THE OBLIGATED SELF
finalist, 2018 National Jewish Book Award
Women’s Studies category
University of Toronto: Professor Naomi Seidman and graduate students
My most recent book, The Obligated Self: Maternal Subjectivity and Jewish Thought, puts maternal experience into constructive conversation with central themes in Jewish theology. It joins other innovative volumes in the New Jewish Thought and Philosophy series at Indiana University Press.
The physical and psychological work of caring for children presents theologically fruitful — but largely unexplored — terrain for feminists.
In this book, I demonstrate that attending to the constant, concrete, and urgent needs of young children invites caregivers to grapple with profound religious questions: how can we responsibly use our power in unequal relationships? What is our obligation to respond to human fragility and vulnerability? And how do relationships like those between parents and children reorient our concept of the self? Drawing on Jewish sources from the Talmud to modern philosophy, The Obligated Self takes up the challenge of bringing a theological, feminist perspective to parenting.
Reviews in print:
Susan Sapiro, “Motherhood and Godliness,” Lilith magazine (Winter 2018-19)
Dustin Atlas, for Reading Religion (March 2019)
Rosenzweig’s Bible: Reinventing Scripture for Jewish Modernity (Cambridge University Press, 2009) examines the high theological and political stakes of Franz Rosenzweig’s creation of a textual home for the Jewish people in modern times.

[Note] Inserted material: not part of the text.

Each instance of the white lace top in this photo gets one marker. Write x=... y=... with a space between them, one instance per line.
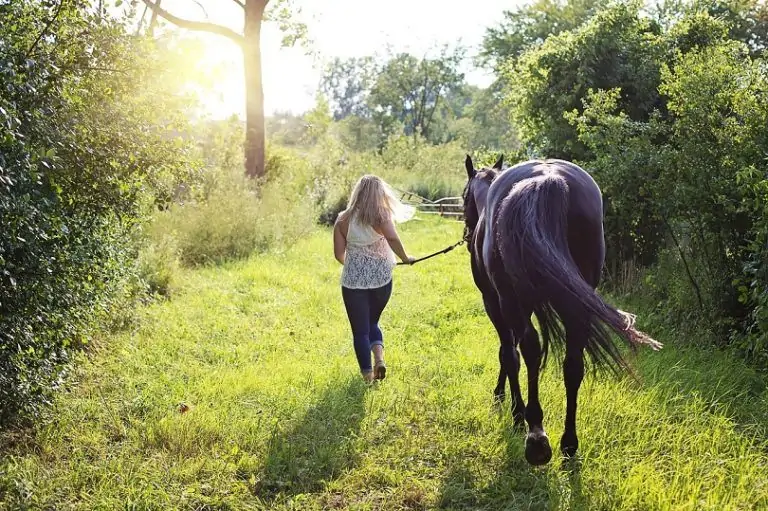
x=369 y=260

My study of this titan of modern Jewish thought and philosophy places Rosenzweig’s best-known work, The Star of Redemption, at the beginning of an intellectual trajectory that culminated in a monumental translation of the Bible. I argue that Rosenzweig’s response to modernity was paradoxical: he challenged his readers to encounter the biblical text as revelation, reinventing scripture – both the Bible itself and the very notion of a scriptural text – in order to invigorate Jewish intellectual and social life, but did so in a distinctly modern key, ultimately reinforcing the foundations of German-Jewish post-Enlightenment liberal thought. Rosenzweig’s Bible illuminates the complex interactions that arise when modern readers engage the sacred texts of ancient religious traditions.